Marvel ayant sorti les épisodes de la série n'importe comment (d'abord bimensuellement puis mensuellement), le lecteur non averti pourrait naturellement croire que Doctor Strange est près de fêter sa première année de parution et estimer que le premier cycle qui s'achève a fière allure.
La vérité est moins flatteuse, même si Mark Waid a fait le boulot en grand professionnel. Le premier arc de son run fut une excellente surprise : le voyage du sorcier suprême dans l'espace offrait un dépaysement au héros et à ses fans avec une narration originale. Puis la suite fut plus convenue : revenu sur Terre, Strange a repris son job et l'écriture de Waid est devenue plus conventionnelle avec des intrigues inégales.
A l'occasion de son 400ème épisode, coïncidant avec le dixième du présent run, le mois dernier, le récit prenait une tournure étonnante et habile en interrogeant littéralement le sens du prix à payer pour avoir recours à la magie. Jason Aaron avait exploré les conséquences physiques, Waid a traité le problème sur un plan presque administratif, avec un comptable, et un vilain emblématique ayant racheté la dette de Strange.
En convoquant Dormammu, le scénariste promettait un duel épique, dont Gerry Duggan donna un aperçu dans The Best Defense : Doctor Strange dans un futur post-apocalyptique. Waid a préféré une autre option.
Du coup, pas de grande bataille, à coups de sortilèges, entre les deux adversaires, et c'est dommage. Frustrant, mais cette fois, pas dans le bon sens. Car s'il est bon de ne pas toujours donner au lecteur ce qu'il attend, il est aussi judicieux de lui procurer ce qu'il attend. Le choix opéré par Waid est surprenant et renvoie à ce que fait James Tynion IV avec Justice League Dark : parler de magie sans en montrer le spectacle.
Et puis c'était d'autant plus légitime que, après son trip spatial, durant lequel il diversifié sa connaissance des arts mystiques, le bon docteur tenait là une occasion de tester ce qu'il avait appris et de prouver sa capacité à tenir son rôle à nouveau. Le voir refuser de se battre, gagner du temps, trembler face à Dormammu est pour le moins déconcertant et décevant. Et l'intervention de l'Ancien bien providentielle.
Jesus Saiz en est quitte pour produire un épisode où il aurait lui aussi pu démontrer ses facultés à mettre en images un combat digne de ce nom. Néanmoins, l'espagnol livre de superbes planches, même s'il tire la langue sur la fin et qu'il lui faut le renfort de Javier Pina (et de la coloriste Rachel Rosenberg).

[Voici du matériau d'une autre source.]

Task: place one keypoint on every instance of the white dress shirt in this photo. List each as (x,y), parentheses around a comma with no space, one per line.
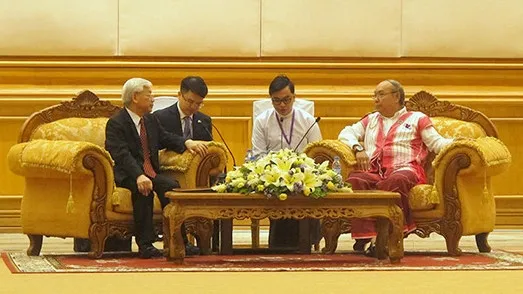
(268,136)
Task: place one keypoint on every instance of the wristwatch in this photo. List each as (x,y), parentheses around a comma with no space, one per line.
(357,148)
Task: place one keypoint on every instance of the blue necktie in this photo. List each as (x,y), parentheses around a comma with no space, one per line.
(187,127)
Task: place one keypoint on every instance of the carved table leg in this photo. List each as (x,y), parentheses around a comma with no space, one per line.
(35,244)
(382,228)
(396,250)
(330,230)
(482,242)
(255,233)
(226,240)
(176,247)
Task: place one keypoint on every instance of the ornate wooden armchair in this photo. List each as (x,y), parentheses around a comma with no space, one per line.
(458,199)
(69,183)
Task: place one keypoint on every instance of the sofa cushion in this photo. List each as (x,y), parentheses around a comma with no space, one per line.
(423,197)
(74,129)
(122,202)
(454,128)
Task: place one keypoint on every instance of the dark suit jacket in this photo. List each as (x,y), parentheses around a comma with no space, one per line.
(170,119)
(123,143)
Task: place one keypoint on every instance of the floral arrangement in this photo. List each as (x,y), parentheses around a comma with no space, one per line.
(281,174)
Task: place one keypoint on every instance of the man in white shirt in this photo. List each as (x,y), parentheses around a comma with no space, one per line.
(395,144)
(280,127)
(283,126)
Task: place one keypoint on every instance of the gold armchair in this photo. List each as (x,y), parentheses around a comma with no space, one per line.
(458,199)
(69,183)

Les deux artistes échouent notablement à rendre Dormammu impressionnant et effrayant comme Bachalo (durant le run d'Aaron) ou Smallwood (pour l'épisode The Best Defense de Duggan). Ici, il n'apparaît guère plus grand que Strange et sa puissance n'a rien de terrifiant. Les Faltine sont un peu mieux servis et les parades de Zelma, Kanna et Wong sont d'ailleurs les meilleurs scènes de l'épisode - un comble.
Il manque en fait un grain de folie, une démesure à l'ensemble : la série est belle mais un peu trop esthétisante, et ce qui fonctionnait dans l'espace paraît trop modeste une fois sur le terrain de la magie pure. Ce n'est pas l'arrivée de Barry Kitson sur le titre comme artiste régulier qui va changer ça (la fadeur de son trait risque même de ruiner tout - même si lui et Waid sont des partenaires de longue date : on leur doit JLA : Year One, Empire...).
Pour toutes ces raisons (fin d'un cycle, nouvel artiste, déception vis-à-vis de ce dénouement), j'ai décidé d'arrêter de suivre la série.